Confidence, not cockiness. Knowing you are going to make the best moves, the best play, the best effort. Leave it all on the court, floor, ice, street, or table. If you are not putting yourself in a winning mindset, you'll only be left with bad beat stories and excuses to what could have been. You will stumble and come up short with that mindset of course more times than not (math says so), but you must continue the progressing attitude that keeps you moving forward to find the times where you come out on top.
Humbling yourself must go hand in hand with confidence. Maybe you hit a big score in a Sunday Major, and get a bit too over confident on the next Sunday loading that same table. You find out quickly that last week's tournament has nothing to do with this week's. The only thing you can take from any length of time is the information that particular moment provided.
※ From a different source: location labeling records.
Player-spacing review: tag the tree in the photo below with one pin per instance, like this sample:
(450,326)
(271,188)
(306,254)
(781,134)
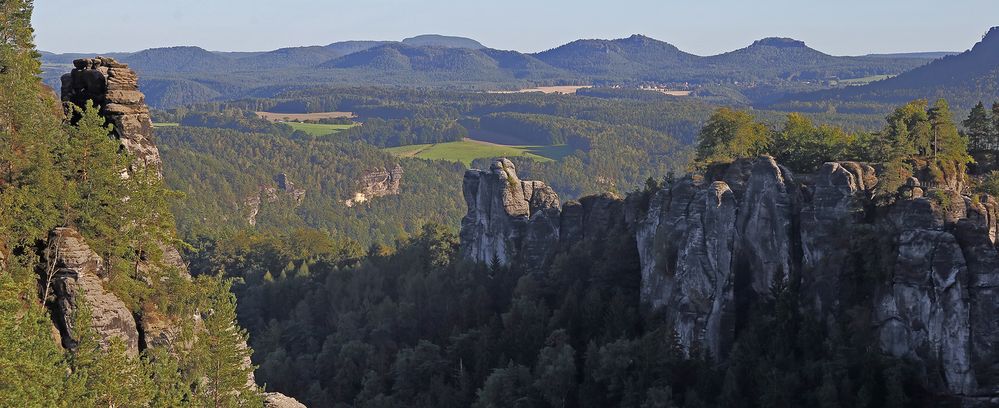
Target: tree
(507,387)
(31,365)
(103,374)
(948,144)
(979,128)
(730,134)
(221,357)
(555,374)
(29,127)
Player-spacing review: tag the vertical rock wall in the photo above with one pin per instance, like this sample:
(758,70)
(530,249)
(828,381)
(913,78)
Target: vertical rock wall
(114,89)
(709,247)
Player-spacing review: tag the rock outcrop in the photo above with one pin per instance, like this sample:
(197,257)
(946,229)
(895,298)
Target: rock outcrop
(278,400)
(114,89)
(377,183)
(271,194)
(75,274)
(925,269)
(508,218)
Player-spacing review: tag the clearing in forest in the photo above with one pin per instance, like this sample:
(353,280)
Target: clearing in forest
(467,150)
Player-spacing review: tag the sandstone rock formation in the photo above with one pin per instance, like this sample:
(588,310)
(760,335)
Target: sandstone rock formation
(114,89)
(711,246)
(508,218)
(277,400)
(77,274)
(377,183)
(271,194)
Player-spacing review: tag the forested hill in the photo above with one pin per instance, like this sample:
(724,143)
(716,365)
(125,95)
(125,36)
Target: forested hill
(963,79)
(183,75)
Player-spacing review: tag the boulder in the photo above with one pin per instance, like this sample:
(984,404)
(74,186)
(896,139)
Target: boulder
(278,400)
(114,89)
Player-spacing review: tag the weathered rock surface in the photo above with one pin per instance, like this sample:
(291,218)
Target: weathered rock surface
(114,89)
(377,183)
(709,247)
(507,217)
(278,400)
(77,273)
(283,187)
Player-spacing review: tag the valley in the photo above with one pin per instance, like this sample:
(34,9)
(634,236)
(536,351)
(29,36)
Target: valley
(435,222)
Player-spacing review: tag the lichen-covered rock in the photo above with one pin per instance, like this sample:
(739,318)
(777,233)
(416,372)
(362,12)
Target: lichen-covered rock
(507,217)
(77,272)
(923,313)
(278,400)
(377,183)
(114,89)
(711,246)
(833,204)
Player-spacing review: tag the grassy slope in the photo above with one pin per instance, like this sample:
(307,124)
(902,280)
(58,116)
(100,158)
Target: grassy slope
(467,150)
(318,129)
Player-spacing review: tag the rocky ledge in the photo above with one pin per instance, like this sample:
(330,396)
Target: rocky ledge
(376,183)
(114,89)
(709,245)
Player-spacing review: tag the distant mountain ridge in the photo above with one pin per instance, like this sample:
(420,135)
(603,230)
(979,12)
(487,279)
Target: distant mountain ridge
(437,40)
(964,79)
(765,70)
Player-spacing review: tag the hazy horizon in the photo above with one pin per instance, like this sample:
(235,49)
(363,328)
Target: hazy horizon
(850,28)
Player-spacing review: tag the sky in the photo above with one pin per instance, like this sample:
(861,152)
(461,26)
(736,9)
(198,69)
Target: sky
(703,27)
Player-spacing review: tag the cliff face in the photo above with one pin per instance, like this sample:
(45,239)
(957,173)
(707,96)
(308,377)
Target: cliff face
(508,218)
(377,183)
(75,273)
(923,271)
(77,278)
(114,89)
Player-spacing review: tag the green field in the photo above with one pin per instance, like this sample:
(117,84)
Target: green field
(467,150)
(864,80)
(318,129)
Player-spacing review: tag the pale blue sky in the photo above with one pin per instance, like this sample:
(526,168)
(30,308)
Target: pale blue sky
(844,27)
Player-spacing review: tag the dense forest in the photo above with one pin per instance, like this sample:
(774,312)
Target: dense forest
(328,265)
(64,175)
(766,70)
(963,79)
(416,324)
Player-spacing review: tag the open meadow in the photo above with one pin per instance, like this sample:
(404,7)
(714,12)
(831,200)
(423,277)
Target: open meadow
(468,150)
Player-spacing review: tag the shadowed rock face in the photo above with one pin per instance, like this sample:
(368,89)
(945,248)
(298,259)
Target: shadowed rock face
(277,400)
(508,218)
(709,247)
(114,89)
(77,281)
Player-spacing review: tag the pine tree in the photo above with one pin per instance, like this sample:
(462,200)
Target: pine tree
(31,365)
(995,126)
(105,375)
(979,128)
(29,126)
(948,144)
(221,357)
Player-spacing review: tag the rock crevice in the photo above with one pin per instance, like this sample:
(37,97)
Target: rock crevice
(926,270)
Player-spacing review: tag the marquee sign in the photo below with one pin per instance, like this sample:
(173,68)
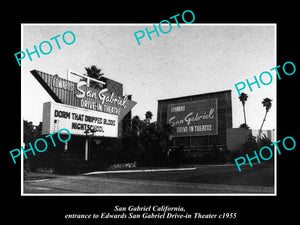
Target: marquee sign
(196,118)
(77,120)
(107,99)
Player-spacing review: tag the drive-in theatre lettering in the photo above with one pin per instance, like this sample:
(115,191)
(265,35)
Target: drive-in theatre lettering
(196,118)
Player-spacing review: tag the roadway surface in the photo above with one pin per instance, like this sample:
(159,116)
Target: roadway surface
(137,182)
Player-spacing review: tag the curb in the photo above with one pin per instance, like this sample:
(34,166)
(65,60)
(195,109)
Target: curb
(139,171)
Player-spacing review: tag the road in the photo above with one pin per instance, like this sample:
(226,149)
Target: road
(137,183)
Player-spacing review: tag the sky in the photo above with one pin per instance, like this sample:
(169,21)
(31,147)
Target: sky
(193,59)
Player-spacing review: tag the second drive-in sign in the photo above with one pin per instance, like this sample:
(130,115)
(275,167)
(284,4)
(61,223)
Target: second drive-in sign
(78,120)
(196,118)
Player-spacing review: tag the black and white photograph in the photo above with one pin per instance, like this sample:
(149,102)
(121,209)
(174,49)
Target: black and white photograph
(145,114)
(172,115)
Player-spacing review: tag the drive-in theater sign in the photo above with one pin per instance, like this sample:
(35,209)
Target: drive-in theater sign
(195,118)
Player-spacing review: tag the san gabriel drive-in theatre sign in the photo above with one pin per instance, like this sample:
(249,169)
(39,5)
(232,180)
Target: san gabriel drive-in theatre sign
(195,118)
(80,106)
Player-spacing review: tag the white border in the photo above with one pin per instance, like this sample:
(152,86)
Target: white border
(160,194)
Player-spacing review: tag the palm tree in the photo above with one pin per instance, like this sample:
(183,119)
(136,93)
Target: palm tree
(243,98)
(268,104)
(148,116)
(95,73)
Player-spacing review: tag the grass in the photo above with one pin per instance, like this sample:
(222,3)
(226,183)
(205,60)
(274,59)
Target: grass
(258,175)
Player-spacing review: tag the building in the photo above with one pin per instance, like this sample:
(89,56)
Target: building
(199,123)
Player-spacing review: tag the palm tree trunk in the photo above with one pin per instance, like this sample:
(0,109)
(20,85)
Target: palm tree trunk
(262,123)
(244,114)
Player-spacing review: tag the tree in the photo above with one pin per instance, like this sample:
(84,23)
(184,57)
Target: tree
(243,98)
(94,72)
(268,104)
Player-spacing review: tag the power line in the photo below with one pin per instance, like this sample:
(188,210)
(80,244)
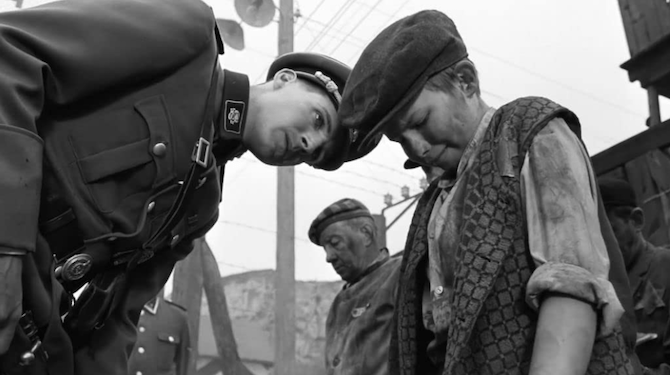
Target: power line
(259,229)
(356,26)
(557,82)
(330,24)
(310,16)
(341,183)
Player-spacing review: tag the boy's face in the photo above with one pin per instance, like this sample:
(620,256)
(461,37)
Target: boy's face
(435,129)
(296,123)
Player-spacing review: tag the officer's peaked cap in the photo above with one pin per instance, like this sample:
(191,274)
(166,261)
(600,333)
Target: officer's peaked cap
(330,75)
(394,68)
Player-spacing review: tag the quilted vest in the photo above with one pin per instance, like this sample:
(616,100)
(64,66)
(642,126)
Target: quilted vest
(492,329)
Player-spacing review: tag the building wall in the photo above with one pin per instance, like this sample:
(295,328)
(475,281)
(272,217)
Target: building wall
(250,296)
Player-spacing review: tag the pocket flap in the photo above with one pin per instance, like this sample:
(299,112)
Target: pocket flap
(116,160)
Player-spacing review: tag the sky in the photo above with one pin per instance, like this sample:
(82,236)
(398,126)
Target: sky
(568,51)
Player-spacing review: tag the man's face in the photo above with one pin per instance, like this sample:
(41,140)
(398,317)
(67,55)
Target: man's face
(435,129)
(345,249)
(624,231)
(294,124)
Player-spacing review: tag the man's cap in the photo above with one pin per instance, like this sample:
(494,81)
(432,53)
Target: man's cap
(394,67)
(330,75)
(616,193)
(344,209)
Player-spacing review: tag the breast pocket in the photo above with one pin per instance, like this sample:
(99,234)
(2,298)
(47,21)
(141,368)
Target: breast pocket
(168,344)
(125,151)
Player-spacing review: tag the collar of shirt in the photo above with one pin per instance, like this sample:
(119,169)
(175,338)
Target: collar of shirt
(152,306)
(379,260)
(470,149)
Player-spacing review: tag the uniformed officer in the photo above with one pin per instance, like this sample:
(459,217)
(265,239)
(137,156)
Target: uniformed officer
(647,267)
(163,343)
(358,328)
(115,122)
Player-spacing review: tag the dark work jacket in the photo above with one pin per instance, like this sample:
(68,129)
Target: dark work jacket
(88,90)
(358,328)
(163,342)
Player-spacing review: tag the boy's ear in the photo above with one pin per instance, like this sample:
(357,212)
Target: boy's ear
(468,80)
(284,77)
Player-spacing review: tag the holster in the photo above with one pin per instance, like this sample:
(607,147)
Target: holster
(93,307)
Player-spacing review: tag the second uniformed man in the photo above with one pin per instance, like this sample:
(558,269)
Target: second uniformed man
(115,123)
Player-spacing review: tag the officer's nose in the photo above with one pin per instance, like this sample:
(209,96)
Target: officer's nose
(311,142)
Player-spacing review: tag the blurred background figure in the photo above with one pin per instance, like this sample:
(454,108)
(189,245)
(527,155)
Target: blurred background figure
(647,267)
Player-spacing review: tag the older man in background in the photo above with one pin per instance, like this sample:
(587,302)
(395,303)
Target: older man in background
(358,328)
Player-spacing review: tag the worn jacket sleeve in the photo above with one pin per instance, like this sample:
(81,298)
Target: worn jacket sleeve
(61,53)
(563,228)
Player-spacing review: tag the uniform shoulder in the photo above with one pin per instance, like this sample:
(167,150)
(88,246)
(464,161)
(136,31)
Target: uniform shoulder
(174,304)
(662,256)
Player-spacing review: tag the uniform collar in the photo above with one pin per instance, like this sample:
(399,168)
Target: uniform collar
(234,105)
(152,306)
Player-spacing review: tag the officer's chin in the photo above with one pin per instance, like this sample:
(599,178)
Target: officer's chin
(275,160)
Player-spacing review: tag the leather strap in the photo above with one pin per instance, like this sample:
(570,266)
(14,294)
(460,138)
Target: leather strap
(201,159)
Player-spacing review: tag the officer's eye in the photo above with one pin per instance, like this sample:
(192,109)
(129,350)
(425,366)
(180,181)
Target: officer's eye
(318,120)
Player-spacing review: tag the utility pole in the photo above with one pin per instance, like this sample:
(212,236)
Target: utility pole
(285,274)
(187,291)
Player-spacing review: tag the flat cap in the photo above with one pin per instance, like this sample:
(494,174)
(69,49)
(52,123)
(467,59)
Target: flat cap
(344,209)
(616,193)
(330,75)
(394,67)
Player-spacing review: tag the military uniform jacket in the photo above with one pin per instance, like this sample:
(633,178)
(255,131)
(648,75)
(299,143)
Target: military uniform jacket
(358,328)
(109,97)
(491,327)
(163,342)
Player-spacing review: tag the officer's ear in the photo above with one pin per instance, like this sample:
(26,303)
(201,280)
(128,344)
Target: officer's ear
(467,77)
(637,218)
(284,77)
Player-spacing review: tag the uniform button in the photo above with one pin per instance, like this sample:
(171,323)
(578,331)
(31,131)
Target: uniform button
(159,149)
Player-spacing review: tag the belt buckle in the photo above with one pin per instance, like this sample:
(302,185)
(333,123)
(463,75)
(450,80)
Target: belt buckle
(201,152)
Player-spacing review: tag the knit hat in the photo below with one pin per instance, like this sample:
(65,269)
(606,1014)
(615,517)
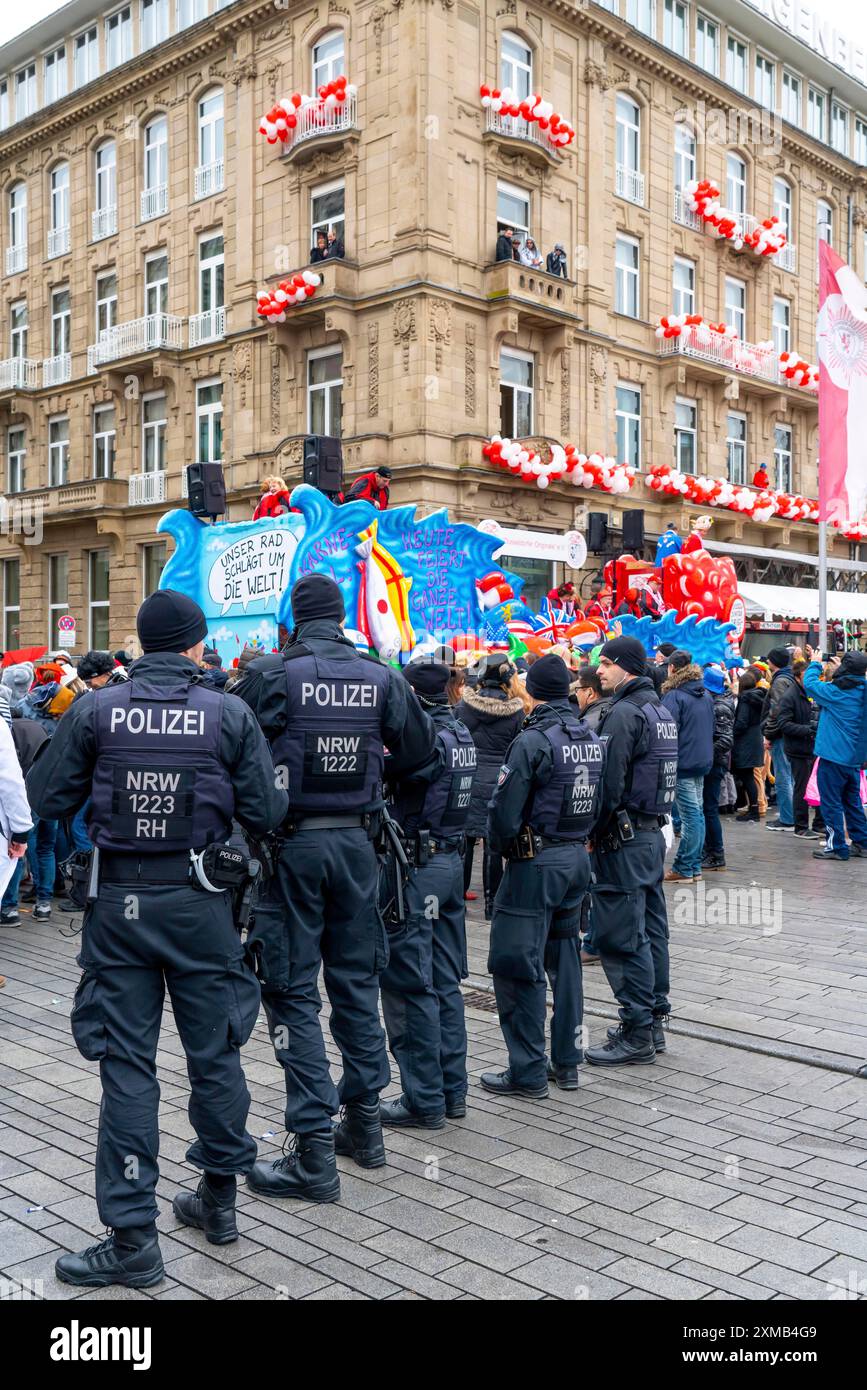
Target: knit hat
(628,653)
(170,622)
(316,595)
(548,679)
You can only bring a better version of you to battle next time with newly harnessed information at your fingertips. You should be better for it as a person, and as a player of whatever game you are in.
I am not sure if any of this translates to anyone, or if it made sense to anyone else besides myself. I do know my overall poker experience lifetime has been a perfect example of a potentially harmonious life. I have learned so many things from the game and met so many faces with so many different backgrounds. For a degenerate hobby portrayed stereo-typically in back rooms and ending in gunpoint standoffs, I'd say it is a pretty beautiful game! It has taught me so much, and I have met so many amazing people just by splashing pots with them.
Thank you poker. For teaching me things I probably would have never known about the beating hearts living life, giving effort, and playing the game right along with me!